Originally posted by starfleetX
Wrong.
Older G4's have a four-stage pipeline.
Apple (well, Motorola) changed with the 733 and up.
Hmm, really? Didn't know that. I guess you learn something every day...
About those nasty percentages, I'm still iffy on how to understand them. I guess 100% faster is twice as fast, but it's still really weird.
Help me out here -- if 100% faster is twice as fast, which means effectively where the benchmark system is at 100% speed (meaning it's as fast as the benchmark, which is itself), then the faster system is at 200% speed, right? So if, let's say, the Pentium that Apple is using as a benchmark is set at 100%, and it performs a certain task in 100 seconds. The Dual GHz G4 is supposedly 72% faster, so it is 172% the speed of the benchmark Pentium. So how long would it take to perform the same task on the Dual GHz G4?
UPDATE: OK, I think I actually get it now. So if 100% faster is effectively 200% of the benchmark system, then this is 2x as fast. So you take the time it takes for the benchmark system to do a certain job and divide it by the factor, in this case 2. So something 100% faster than the base Pentium Apple is using would take 50 seconds to do a task that the Pentium took 100 seconds to do.

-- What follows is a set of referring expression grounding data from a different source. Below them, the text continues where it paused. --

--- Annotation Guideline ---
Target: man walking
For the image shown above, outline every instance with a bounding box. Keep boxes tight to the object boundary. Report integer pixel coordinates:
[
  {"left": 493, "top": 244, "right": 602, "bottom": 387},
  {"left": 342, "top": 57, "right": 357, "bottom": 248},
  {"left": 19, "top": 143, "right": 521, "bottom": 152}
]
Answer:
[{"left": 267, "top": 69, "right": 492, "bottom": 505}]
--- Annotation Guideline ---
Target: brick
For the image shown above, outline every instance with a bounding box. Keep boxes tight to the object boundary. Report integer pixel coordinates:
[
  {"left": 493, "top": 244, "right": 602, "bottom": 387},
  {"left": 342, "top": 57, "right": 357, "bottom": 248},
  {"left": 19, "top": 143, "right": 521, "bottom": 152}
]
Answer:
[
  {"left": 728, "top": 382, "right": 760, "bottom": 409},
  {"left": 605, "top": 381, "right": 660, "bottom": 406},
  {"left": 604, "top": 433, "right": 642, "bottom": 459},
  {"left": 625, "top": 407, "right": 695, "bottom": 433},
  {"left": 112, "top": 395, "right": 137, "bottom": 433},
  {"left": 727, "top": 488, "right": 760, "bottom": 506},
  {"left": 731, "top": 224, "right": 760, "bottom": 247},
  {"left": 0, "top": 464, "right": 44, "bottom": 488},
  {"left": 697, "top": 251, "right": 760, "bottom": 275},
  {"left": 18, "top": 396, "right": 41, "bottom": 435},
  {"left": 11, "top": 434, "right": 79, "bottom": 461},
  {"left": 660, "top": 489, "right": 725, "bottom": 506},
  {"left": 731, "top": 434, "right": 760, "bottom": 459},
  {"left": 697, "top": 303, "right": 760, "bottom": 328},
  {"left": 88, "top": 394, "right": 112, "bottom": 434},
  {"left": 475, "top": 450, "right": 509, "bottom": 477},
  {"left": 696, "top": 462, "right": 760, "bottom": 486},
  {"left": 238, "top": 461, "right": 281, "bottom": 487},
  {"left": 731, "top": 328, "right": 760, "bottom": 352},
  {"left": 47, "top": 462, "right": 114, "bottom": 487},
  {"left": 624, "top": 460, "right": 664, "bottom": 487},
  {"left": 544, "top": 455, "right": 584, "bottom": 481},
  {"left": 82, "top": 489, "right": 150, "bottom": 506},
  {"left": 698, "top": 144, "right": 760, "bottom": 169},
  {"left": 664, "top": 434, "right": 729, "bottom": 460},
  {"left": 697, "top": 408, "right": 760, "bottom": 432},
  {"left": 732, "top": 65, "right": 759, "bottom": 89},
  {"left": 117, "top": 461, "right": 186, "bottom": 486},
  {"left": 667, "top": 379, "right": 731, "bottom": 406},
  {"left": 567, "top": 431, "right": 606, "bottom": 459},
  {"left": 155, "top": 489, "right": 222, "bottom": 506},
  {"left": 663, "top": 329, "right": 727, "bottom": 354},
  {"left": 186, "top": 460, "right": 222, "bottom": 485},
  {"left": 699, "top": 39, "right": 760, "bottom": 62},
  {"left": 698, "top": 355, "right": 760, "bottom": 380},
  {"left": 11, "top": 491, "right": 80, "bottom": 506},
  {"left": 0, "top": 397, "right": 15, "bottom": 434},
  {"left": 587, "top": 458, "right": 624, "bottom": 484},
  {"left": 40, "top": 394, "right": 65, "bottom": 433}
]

So, using that, if the Pentium took 100 seconds to do a task, then the 800 MHz G4 would take 79.37 seconds, the 933 would take 66.23 seconds, and the dual 1 GHz would take 58.14 seconds. And using the same reasoning, I can use the 933 as a benchmark for the dual 1 GHz, and use the reverse of the method described above to get that the dual 1 GHz machine is 13.91% faster than the 933 MHz machine.
Whew.
So now, if you say 933 MHz is the base clock speed, then 1 GHz is 107.3% of that clock speed, which means the clock speed is 7.3% faster, contrasted with the real-world estimate (by Apple, anyway) that the dual 1 GHz is actually 13.91% faster. So it seems maybe it does add up, eh?